United Nations bureaucracy is too slow to get decisive action, he said, and the genocide had ended by the time action was decided.

"We should give credit to the U.N. for doing some things well," Rawson said, "but it is difficult at times. It's only made up of states and some states don't want to do anything."

During an extensive question-and-answer session, Rawson was asked if non-military options exist.

"Yes," he answered, "but once the fighting has broken out, you have to be willing to say, 'Don't do that,' and if they continue, you have to be willing to take them out."

If that action isn't taken, the situation can slip into the chaos experienced in Rwanda where ordinary people turned into mass killers.
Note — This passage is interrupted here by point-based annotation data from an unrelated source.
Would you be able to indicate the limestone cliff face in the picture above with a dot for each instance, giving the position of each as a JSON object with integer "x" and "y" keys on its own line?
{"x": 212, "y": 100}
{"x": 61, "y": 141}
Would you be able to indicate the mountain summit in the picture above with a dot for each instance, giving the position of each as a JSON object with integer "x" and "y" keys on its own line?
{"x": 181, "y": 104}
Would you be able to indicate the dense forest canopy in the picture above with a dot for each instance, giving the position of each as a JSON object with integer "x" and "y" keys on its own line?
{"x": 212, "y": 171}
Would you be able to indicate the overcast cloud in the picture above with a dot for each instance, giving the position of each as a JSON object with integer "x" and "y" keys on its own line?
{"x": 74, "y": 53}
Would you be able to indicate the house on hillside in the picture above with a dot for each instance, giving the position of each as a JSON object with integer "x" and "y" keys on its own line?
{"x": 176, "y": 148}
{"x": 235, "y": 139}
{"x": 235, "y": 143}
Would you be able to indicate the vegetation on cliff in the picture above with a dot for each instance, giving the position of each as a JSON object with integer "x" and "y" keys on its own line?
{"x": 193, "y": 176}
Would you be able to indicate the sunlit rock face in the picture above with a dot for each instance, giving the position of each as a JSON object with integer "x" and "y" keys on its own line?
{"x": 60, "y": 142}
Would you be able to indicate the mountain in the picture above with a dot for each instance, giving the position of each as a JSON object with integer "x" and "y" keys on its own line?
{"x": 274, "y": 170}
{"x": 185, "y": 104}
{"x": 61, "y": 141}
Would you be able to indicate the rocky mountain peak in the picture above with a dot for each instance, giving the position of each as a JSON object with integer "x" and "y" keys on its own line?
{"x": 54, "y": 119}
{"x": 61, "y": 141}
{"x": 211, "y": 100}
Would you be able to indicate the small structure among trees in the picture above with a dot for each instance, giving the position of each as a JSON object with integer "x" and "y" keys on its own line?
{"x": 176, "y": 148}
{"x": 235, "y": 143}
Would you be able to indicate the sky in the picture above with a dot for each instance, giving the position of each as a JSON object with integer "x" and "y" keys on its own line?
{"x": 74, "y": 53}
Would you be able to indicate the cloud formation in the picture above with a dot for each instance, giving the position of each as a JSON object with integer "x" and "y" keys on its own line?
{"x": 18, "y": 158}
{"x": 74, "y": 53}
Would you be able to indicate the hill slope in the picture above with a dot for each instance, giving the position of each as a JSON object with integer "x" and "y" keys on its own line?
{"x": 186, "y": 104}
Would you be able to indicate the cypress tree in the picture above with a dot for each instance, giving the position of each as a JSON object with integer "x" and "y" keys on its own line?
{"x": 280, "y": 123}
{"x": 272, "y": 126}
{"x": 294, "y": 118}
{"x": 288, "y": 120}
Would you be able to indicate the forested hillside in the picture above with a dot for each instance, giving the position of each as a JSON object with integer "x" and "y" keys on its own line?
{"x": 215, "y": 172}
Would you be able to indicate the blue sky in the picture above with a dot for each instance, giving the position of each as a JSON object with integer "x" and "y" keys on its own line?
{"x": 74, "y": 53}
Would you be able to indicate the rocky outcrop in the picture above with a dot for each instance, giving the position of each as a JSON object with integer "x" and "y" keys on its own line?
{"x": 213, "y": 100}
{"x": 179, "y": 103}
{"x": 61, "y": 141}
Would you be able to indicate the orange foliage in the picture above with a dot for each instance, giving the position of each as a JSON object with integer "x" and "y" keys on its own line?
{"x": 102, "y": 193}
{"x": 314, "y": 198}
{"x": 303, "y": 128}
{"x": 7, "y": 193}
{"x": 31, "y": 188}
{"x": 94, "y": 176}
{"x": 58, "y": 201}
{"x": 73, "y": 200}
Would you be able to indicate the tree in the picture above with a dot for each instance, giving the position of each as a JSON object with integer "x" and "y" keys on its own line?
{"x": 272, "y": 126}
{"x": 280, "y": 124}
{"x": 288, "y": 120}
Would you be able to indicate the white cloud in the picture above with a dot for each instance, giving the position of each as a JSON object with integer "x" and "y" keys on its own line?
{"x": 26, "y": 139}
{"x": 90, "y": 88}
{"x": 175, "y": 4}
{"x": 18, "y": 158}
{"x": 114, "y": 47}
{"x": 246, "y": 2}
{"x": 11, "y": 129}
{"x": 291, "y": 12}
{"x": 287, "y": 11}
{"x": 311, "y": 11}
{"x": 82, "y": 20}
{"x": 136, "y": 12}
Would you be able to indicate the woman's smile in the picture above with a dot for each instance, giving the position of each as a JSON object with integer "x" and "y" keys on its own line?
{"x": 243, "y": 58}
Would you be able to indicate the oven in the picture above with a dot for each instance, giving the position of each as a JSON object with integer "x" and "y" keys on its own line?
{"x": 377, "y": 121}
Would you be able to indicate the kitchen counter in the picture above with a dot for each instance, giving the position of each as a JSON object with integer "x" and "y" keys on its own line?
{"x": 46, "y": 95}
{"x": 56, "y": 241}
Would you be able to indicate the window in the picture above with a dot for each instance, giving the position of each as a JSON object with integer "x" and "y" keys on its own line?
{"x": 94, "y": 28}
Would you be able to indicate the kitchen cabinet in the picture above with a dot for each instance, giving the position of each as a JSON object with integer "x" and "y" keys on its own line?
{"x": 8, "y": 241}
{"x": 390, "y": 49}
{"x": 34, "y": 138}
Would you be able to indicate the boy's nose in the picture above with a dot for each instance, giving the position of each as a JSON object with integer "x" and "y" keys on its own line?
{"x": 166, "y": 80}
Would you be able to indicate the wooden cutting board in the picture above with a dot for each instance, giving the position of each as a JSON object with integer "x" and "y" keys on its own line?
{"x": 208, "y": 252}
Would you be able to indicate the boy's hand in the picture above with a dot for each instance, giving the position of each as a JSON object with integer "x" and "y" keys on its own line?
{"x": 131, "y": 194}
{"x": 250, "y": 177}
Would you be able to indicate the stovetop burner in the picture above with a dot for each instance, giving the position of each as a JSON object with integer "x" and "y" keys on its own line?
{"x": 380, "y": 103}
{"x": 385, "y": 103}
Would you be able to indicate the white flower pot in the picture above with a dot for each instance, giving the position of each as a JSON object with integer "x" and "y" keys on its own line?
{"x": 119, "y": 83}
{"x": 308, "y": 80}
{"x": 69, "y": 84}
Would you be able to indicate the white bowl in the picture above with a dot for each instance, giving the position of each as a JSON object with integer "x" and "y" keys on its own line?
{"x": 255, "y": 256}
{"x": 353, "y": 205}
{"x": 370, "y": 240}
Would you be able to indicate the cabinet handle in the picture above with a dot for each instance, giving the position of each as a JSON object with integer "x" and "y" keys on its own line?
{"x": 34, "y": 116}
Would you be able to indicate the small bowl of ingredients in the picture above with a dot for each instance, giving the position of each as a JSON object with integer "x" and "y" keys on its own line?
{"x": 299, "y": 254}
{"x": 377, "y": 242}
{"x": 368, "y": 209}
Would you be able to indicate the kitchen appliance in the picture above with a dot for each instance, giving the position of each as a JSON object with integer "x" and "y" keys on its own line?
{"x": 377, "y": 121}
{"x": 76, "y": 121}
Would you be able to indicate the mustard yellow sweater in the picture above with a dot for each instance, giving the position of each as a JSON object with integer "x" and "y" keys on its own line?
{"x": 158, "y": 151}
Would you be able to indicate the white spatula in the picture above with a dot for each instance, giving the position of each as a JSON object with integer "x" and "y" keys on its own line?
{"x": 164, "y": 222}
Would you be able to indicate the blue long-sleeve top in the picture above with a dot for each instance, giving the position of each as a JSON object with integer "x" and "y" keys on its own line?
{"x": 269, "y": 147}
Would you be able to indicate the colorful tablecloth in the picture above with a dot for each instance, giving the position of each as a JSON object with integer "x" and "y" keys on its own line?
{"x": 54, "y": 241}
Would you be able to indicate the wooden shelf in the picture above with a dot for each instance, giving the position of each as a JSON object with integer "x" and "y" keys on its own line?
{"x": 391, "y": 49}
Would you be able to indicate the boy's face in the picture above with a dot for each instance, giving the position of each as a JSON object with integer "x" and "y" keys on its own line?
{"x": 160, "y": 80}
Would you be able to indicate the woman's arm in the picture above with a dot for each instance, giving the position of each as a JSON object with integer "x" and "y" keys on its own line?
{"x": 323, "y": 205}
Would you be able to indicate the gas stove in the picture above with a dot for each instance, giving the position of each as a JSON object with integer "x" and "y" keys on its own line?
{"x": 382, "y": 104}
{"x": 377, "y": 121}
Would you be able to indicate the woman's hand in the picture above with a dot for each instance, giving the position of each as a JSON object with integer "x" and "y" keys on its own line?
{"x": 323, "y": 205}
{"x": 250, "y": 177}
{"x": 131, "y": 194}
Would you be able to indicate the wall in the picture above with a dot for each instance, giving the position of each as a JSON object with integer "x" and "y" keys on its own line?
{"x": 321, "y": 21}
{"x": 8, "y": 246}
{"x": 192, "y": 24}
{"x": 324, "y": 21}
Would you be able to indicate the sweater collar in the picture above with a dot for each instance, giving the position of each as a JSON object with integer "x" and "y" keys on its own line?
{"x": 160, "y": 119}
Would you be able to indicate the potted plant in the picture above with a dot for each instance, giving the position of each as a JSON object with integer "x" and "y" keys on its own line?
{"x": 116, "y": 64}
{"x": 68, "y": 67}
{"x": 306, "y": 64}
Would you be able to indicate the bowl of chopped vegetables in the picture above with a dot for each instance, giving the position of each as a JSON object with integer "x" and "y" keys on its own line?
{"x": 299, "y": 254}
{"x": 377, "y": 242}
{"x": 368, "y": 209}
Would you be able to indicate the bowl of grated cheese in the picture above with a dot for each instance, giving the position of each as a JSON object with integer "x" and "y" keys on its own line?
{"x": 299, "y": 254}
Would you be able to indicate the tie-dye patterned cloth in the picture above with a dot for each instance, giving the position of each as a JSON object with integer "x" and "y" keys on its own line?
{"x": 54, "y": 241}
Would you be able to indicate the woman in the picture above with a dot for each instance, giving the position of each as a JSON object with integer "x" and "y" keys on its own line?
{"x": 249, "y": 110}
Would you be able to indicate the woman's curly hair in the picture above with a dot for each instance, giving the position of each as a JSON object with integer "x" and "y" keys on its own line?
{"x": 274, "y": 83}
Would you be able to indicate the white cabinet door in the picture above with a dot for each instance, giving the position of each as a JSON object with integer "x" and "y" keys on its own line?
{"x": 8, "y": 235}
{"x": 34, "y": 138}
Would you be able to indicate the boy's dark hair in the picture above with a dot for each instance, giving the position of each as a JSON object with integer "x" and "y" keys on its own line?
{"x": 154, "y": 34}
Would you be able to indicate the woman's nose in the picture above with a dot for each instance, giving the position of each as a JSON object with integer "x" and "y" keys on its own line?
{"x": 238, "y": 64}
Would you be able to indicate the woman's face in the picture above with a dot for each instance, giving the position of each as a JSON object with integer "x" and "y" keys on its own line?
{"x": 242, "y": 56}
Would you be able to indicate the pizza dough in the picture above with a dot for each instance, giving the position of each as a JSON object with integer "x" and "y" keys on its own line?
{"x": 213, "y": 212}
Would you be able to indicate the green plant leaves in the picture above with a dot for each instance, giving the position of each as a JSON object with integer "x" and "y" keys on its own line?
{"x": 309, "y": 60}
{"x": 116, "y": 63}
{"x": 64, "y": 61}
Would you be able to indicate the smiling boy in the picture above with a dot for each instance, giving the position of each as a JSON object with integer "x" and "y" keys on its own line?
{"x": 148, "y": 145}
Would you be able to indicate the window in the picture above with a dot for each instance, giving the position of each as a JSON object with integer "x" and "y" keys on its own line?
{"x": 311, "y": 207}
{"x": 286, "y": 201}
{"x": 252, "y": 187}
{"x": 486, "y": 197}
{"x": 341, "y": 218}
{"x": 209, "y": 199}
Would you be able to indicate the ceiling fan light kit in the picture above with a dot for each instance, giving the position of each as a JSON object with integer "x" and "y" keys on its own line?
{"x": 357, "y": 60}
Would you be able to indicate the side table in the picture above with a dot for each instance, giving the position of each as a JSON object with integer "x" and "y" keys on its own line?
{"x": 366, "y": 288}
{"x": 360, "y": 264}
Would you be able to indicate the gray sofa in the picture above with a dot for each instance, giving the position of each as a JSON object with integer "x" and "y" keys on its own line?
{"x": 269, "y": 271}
Dr. David Rawson's presentation was preceded by short talks from three high school students.

• Bella Heilner from Morenci spoke about the natural resources of the Bean Creek Valley that influenced settlement in the area. Water resources, in particular, were important to the development of communities. As glaciers melted following the last Ice Age, the vast Mich-Ind-Oh aquifer formed beneath the region and now furnishes water to nearly two dozen communities.

Those natural resources must be protected, Heilner said, and citizens should remain vigilant in guarding them.

“Often times,” she said, “we do not know what we have until it is gone.”

• Ellen Baker from Fayette described the Steinem-Nyce Series that originated in 2013 in honor of two influential men in the community, Bill Steinem and Dr. Robert Nyce.

"[Steinem] was a pretty quiet man," Baker said, "but he definitely stood up for what he believed in and took action when necessary."

Dr. Nyce moved to Fayette after completing medical school and served as the community's family physician for many years.

"These two men were very different in their character," Baker said. "They also had different views on several different issues, but they both held similar values and definitely had a great respect for each other. They both made lasting contributions to their community and they will be remembered by many."

• Wauseon student Lacotus Spiess-Ebersole said, "The Chinese philosopher Lao Tzu once said the journey of a thousand miles begins with a single step. Dr. Rawson started that trip just north of here in Addison, Mich., the headwaters of the Bean Creek valley."

He pointed out that a person could look up Dr. Rawson's name and quickly discover that he's no stranger to being in print.